We get a lot of comments about our relationship, and the fact that we seem to really enjoy each other's company. The truth is that we do. I love my marriage, and I love him.
We have had to work hard, however, to get to this point. Those who have known us since we started dating know that our courtship was....well, rough. We had no idea how to communicate with one another. We let stupid stuff build up until it seemed unbearable, and we broke up numerous times. I don't think there was a single person outside our relationship who thought we would ever be where we are today.
There are some pretty important things that we do to help strengthen our relationship. I'm not sure he'd want me spilling our secrets, but I'm going to anyway!
We talk. We talk about work things, sports, our kids, our family, our friends....pretty much everything. Talking to each other helps maintain our friendship. A good friendship can go a long way toward a happy, healthy marriage.
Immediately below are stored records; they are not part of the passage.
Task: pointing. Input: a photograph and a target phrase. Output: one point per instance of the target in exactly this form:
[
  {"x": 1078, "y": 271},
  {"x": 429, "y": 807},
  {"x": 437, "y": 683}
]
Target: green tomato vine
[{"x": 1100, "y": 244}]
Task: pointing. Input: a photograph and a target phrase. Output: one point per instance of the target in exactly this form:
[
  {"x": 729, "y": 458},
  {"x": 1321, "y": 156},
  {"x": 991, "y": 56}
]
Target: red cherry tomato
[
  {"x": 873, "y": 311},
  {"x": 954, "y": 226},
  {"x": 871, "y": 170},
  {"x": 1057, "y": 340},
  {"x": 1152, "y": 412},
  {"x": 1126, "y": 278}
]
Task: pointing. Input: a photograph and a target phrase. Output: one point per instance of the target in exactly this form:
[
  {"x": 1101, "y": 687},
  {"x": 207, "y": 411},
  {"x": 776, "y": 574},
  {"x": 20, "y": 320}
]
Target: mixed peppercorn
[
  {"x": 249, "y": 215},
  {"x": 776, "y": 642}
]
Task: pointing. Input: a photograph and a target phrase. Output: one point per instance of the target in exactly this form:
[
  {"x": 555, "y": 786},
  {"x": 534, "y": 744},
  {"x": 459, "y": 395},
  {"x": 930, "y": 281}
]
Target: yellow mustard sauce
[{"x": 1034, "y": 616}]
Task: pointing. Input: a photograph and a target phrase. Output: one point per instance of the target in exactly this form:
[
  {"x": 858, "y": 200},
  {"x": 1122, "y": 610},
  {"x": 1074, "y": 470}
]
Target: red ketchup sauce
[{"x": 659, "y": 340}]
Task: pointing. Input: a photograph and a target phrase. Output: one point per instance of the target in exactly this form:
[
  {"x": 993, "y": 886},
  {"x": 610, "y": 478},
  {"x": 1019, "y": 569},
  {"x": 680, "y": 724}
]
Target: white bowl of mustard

We play together. We do silly stuff when we're together with and without the kids. We are constantly laughing, whether it's because he's singing a strange song - loudly - to me in the car, or spontaneously dancing with me in a place where no one else is dancing. It's fun to be together.
We go on date nights. We don't do this as often as we'd like to, but it's a tricky thing to balance time with the kids and time alone together. We both miss them throughout the week, and the weekends are our time as a family. Often we'll go on a date night after the kids have been tucked in for bed. (Someone is always there to watch them...so no need to call CPS.) We usually don't do anything particularly fancy. Often we'll go to a local restaurant, sit at the bar and share a bottle of wine and some appetizers. It gives us both a chance to relax and just be together.
We have a very active and great sex life. We are both committed to keeping this part of our relationship fun and fulfilling. We believe it is a very important part of a good marriage.
We do things we don't want to do. Two people in a relationship are never going to agree on everything. That means sometimes you compromise and do something because the person you love likes doing it. It usually turns out to be pretty fun anyway, because we're together.
We respect one another. Like any couple we argue. However, we don't resort to name calling or putting each other down. We discuss things, and usually (maybe not right away) come to some kind of agreement. We had to work at this one. It takes a lot of communication and patience, and we weren't so good with that in the beginning.
We talk about money. Money is one of the biggest reasons for stress and strain between a couple. We have a budget and we touch base with each other about where we are usually about once a week. Neither of us makes a large purchase without talking to the other. Money is still never a fun topic to discuss (unless you have a bunch of it), but it is so important to get, and stay on the same page.
We share the workload. We both work full time, so keeping a house together and raising two children takes team work. If I had to do it all myself, I'd likely be pretty resentful, and vice versa. We've got a good rhythm going.
We love each other, and we express that love all the time. He calls me sometimes at work just to say "hi". We email each other throughout the day, we send flirty text messages when we're apart, and we say "I love you" all the time (and mean it). We're that cheesy couple.
Is our marriage perfect? No. There are always things upon which we could improve, so we work to do just that. We are, however, very happy together...and we count that as a blessing!